Right from the very start, Romeo and Juliet face conflict of loyalties, they were subjected to the environment of brawls and controversy that reserved them for being together. They literally had their loyalties clashing against each other. Attempting to omit their conflicts, they found it near to impossible to do so. Even their first initial meeting was juxtaposed by Tybalt’s out burst, however their second acquaintance was still under unsafe circumstances, as Juliet herself expressed that the courtyard would be “…the place death…” for Romeo if her “kinsman” were to “find thee here,” reminding us that the feud was still present. Due to the feud, Juliet finds it impossible to find counsel in her parents, about her marriage to Romeo, leading to her taking the potion. Seeing five people died in the play, a sense of violent passion ran frequently, yet surely through the play, embarking a feeling of insecurity.
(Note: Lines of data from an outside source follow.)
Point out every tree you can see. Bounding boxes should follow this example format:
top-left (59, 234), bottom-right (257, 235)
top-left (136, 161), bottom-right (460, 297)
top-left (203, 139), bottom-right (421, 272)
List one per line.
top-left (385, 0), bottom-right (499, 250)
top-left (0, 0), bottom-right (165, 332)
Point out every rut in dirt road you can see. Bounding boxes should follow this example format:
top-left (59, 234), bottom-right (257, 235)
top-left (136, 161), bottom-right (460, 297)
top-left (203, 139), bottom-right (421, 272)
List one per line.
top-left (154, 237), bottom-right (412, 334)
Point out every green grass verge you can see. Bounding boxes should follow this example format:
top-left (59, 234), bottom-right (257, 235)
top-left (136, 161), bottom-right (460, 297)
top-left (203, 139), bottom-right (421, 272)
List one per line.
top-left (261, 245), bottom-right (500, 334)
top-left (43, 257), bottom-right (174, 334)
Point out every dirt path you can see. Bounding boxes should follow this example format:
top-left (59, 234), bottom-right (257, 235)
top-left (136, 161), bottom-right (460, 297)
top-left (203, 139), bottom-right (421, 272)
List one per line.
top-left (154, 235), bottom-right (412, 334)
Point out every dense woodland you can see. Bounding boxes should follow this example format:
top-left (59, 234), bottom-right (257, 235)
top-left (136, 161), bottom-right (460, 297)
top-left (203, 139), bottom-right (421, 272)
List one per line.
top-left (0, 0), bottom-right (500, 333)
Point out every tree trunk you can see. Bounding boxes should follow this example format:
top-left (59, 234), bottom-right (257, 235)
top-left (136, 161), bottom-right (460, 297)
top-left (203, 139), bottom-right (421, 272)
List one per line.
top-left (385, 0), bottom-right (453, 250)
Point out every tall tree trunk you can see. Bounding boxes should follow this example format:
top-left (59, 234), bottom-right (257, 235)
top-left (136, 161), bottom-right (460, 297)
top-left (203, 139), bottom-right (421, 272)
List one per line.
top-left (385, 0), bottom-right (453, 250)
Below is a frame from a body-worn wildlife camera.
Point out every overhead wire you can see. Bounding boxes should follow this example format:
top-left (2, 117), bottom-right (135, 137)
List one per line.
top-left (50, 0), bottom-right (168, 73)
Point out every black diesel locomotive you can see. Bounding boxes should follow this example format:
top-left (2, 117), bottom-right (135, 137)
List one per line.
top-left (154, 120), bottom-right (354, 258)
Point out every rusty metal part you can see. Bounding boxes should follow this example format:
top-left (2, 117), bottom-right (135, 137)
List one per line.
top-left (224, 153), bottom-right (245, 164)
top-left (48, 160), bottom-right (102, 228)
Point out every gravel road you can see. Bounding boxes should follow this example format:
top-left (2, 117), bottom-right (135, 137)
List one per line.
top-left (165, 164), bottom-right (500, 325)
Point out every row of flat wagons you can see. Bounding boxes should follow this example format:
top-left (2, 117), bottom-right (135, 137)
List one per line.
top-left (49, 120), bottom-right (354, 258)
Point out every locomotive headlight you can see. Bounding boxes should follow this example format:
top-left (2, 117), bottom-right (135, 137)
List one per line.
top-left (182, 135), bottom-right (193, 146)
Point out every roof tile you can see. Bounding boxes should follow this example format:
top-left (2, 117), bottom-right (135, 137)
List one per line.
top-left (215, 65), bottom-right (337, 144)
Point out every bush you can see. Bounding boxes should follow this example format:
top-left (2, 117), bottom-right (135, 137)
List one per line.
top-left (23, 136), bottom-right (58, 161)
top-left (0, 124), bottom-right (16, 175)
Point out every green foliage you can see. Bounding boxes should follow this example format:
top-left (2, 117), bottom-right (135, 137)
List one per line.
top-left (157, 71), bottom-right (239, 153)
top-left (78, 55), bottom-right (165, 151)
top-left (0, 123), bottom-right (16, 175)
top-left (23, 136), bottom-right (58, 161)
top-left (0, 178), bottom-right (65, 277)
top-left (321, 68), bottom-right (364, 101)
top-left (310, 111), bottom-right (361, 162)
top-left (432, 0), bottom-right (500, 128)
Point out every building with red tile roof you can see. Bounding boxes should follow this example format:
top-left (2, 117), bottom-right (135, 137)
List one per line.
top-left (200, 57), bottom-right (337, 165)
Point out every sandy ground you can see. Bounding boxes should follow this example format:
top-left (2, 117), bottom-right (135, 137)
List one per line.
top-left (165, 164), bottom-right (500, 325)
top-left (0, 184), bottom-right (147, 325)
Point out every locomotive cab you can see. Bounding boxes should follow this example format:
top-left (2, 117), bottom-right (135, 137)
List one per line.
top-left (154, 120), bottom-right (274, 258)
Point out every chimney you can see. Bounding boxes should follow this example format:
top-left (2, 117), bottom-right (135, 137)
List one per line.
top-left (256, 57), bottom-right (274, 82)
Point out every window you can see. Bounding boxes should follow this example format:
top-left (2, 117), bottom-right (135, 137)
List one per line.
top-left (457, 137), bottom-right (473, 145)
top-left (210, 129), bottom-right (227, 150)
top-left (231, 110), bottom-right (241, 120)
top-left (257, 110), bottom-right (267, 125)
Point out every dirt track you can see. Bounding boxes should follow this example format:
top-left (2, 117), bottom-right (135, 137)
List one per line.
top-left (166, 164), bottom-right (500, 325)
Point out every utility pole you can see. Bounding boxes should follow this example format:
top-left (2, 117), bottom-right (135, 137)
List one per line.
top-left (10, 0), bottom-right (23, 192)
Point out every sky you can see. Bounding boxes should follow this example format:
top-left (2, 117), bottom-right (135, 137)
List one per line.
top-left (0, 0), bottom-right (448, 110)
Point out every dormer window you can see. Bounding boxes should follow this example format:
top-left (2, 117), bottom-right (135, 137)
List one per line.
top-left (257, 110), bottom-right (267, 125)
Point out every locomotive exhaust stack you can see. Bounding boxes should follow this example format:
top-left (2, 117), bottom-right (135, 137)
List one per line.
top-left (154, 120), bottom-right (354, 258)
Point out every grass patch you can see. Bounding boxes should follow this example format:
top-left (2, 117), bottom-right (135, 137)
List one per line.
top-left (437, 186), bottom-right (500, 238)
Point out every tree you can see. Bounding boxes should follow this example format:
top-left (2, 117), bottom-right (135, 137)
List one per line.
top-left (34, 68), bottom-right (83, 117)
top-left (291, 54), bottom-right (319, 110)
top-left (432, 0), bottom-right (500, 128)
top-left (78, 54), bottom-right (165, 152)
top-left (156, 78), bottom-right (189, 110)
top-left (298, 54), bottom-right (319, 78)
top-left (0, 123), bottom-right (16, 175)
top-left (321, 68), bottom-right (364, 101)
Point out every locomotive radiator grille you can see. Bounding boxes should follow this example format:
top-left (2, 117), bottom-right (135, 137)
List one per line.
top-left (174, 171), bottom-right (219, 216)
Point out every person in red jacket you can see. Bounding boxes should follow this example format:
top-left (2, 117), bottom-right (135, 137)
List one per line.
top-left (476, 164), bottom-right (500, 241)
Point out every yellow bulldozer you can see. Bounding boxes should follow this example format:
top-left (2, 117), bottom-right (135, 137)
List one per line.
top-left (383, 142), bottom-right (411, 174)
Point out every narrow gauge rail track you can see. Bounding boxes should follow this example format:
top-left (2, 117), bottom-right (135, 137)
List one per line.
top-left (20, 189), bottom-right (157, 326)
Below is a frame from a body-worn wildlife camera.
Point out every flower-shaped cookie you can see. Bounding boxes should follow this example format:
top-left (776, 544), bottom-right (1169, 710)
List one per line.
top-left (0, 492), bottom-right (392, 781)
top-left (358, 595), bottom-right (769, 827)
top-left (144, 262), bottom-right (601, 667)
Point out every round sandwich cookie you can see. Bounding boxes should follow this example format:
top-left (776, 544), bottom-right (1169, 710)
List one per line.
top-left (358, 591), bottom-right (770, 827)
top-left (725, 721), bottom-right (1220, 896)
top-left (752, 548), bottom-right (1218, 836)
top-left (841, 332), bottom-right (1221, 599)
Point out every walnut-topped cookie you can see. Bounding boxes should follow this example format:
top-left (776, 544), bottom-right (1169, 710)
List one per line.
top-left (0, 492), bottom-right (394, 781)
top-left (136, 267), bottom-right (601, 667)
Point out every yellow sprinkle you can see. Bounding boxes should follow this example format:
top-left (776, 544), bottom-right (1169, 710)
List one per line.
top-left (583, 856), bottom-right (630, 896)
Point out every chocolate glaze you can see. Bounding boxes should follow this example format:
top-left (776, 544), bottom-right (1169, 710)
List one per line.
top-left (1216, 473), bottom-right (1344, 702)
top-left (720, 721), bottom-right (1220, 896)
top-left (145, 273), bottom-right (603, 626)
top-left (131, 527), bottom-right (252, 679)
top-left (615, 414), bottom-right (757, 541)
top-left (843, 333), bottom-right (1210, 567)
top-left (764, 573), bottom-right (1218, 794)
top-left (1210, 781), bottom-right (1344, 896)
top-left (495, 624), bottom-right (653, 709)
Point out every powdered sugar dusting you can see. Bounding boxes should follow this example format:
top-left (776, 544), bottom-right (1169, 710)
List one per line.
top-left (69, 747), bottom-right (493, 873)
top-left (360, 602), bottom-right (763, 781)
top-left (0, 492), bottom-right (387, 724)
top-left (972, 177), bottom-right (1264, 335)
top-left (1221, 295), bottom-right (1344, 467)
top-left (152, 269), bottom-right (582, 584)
The feud itself fabricated a lot of problems making Romeo and Juliets' relationship a exaggerated issue, like a child holding a crystal glass in a shop. Even though the child was only looking, the thought of an accident occurring alerts every alarm making it an instant drill; a cause for concern. Tybalt felt that his honour of “kin” had been insulted by Romeo’s presence at the Capulet’s feast, he took this personally as a direct and honest insult, upon him and his family. Same way how Romeo was provoked into a “fiery-eyed fury” by the death of Mercutio. Mercutio was a man possessing all the elements of a poet; high fancy, rapid thoughts. The whole world was, as it were, subject to his law of association, wherever he wished to impress anything, all things became his servants; all things told the same tale and sound, as it were, in unison. This was combined with a perfect gentleman, himself unconscious of his powers. It was by his death contrived to bring about the whole catastrophe of the play. It endears him to Romeo, and gives to Mercutio’s death an importance which otherwise could not have acquired.